VIENTIANE, Laos — Southeast Asian nations were deadlocked on Sunday about how to confront China’s territorial claims in the South China Sea as pressure from Beijing again drove a wedge between countries on the region’s toughest security challenge.
Their gathering in the Laos capital is the first time regional players — including China and the United States — have met en masse since a UN-backed tribunal delivered a hammer blow to Beijing’s claim to vast stretches of the sea.
The 10-member Association of Southeast Asian Nations (ASEAN) boasts four countries who have competing claims with Beijing to parts of the sea, and is fiercely divided on the issue.
Rival claimants have accused China of deftly forging alliances with smaller member countries like Laos, this year’s host, and Cambodia through aid and loans to divide the once consensus-driven bloc.
Chinese pressure was blamed last month for a startling show of ASEAN discord when countries swiftly disavowed a joint statement released by Malaysia after an ASEAN-China meeting.
That statement had expressed alarm over Beijing’s activities in the South China Sea.

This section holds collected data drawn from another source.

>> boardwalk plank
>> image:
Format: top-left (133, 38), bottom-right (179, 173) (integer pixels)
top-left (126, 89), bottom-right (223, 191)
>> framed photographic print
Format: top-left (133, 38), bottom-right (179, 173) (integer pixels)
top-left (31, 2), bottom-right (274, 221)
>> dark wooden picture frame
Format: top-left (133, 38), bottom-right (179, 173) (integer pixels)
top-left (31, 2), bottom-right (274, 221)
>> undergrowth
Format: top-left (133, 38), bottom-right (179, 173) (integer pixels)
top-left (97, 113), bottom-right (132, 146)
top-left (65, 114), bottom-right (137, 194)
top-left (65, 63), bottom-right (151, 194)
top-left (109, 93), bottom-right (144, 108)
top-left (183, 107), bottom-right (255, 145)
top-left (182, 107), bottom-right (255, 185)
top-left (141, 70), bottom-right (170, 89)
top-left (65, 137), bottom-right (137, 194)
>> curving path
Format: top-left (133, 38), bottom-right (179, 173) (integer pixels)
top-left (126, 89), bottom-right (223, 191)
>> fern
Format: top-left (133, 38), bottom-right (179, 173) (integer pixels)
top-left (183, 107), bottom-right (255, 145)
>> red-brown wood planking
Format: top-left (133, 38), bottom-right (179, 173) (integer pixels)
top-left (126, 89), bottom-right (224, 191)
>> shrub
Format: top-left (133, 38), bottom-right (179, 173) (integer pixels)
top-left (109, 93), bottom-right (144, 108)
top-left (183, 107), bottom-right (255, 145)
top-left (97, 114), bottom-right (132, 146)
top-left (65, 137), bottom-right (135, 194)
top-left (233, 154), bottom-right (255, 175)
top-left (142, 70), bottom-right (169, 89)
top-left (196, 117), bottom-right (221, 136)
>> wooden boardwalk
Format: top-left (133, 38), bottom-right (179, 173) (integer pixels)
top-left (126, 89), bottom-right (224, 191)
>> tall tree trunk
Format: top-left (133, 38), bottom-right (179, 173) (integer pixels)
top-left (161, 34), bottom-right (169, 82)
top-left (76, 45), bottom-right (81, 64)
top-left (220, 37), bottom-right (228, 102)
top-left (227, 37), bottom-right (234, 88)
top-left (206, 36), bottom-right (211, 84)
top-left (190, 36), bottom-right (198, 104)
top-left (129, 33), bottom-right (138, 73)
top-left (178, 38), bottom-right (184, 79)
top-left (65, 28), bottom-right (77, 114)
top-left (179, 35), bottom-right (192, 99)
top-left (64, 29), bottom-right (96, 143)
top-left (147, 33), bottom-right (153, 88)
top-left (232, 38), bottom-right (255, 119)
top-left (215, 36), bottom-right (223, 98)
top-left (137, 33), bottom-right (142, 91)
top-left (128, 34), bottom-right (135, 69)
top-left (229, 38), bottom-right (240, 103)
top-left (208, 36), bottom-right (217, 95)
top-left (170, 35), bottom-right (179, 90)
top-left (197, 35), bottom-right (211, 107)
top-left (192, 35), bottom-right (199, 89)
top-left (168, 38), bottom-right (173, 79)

Cambodia and Laos were later fingered as being behind moves to block it.
Those divisions were on stark display once more in Vientiane on Sunday as regional foreign ministers met for talks.
Insiders accused Cambodia of scuppering moves to include a response to the tribunal ruling in a joint ASEAN communique, which is usually issued at the end of the foreign ministers’ meeting.
“We need to put our house in order,” one diplomat involved in discussions said on Sunday. “But we still have not agreed on anything.”
Another ASEAN diplomat added: “We remain deadlocked. We’re back to the negotiating table.”
Laos described the initial meeting of foreign ministers as “candid and constructive” but by mid-afternoon there was little sign of a breakthrough.
The main sticking point was over whether to refer to the international tribunal ruling and if so how, a Southeast Asia diplomat said.
Some countries are pushing to include a reference that urges all countries to fully “respect diplomatic and legal process,” he said — in line with statements released by the European Union, the US and Japan following the UN-backed decision.
Other countries are opposing any mention of the ruling.
Another diplomat said it was unlikely a statement would be issued on Sunday and if one was published in the coming days it would likely be “really watered down.”
The impasse in Vientiane has led to fears of a repeat of a 2012 summit in Cambodia where the bloc failed to issue a joint statement for the first time in its history because of disagreements over the South China Sea.
A failure by ASEAN to respond to the tribunal will do little to counter criticism that the bloc risks fading into obscurity as a talking shop with little real diplomatic clout.
The UN tribunal ruling earlier this month infuriated Beijing but was a victory for the Philippines, which brought the case, and for fellow ASEAN members Vietnam, Brunei and Malaysia who also claim parts of the South China Sea.
The bloc’s paralysis on how to respond comes as China ratchets up its rhetoric and military maneuvers in the sea whilst hitting out at the US.
Washington says it takes no position on the territorial disputes but argues for free sea and air passage through what it considers international waters.
US Secretary of State John Kerry arrives in Laos on Monday morning. It is not yet clear whether he will meet his Chinese counterpart Wang Yi, who is also attending.
A State Department official over the weekend said the US would push for participants to ease tensions over the South China Sea and find common ground.
But Chinese Vice Foreign Minister Liu Zhenmin warned ASEAN against being influenced by outside powers, a clear rebuke to Washington.
“They (ASEAN) should in particular guard against the intervention in regional cooperation by big powers outside the region,” he said according to the Xinhua news agency.
ASEAN boasts a diverse array of countries ranging from communist one-party states like Laos to the Islamic sultanate of Brunei, military junta-led Thailand and raucous democracies like Indonesia and the Philippines.
Its ability to deal with Beijing is seen as a test of whether it can jointly confront other pressing regional challenges outside of trade.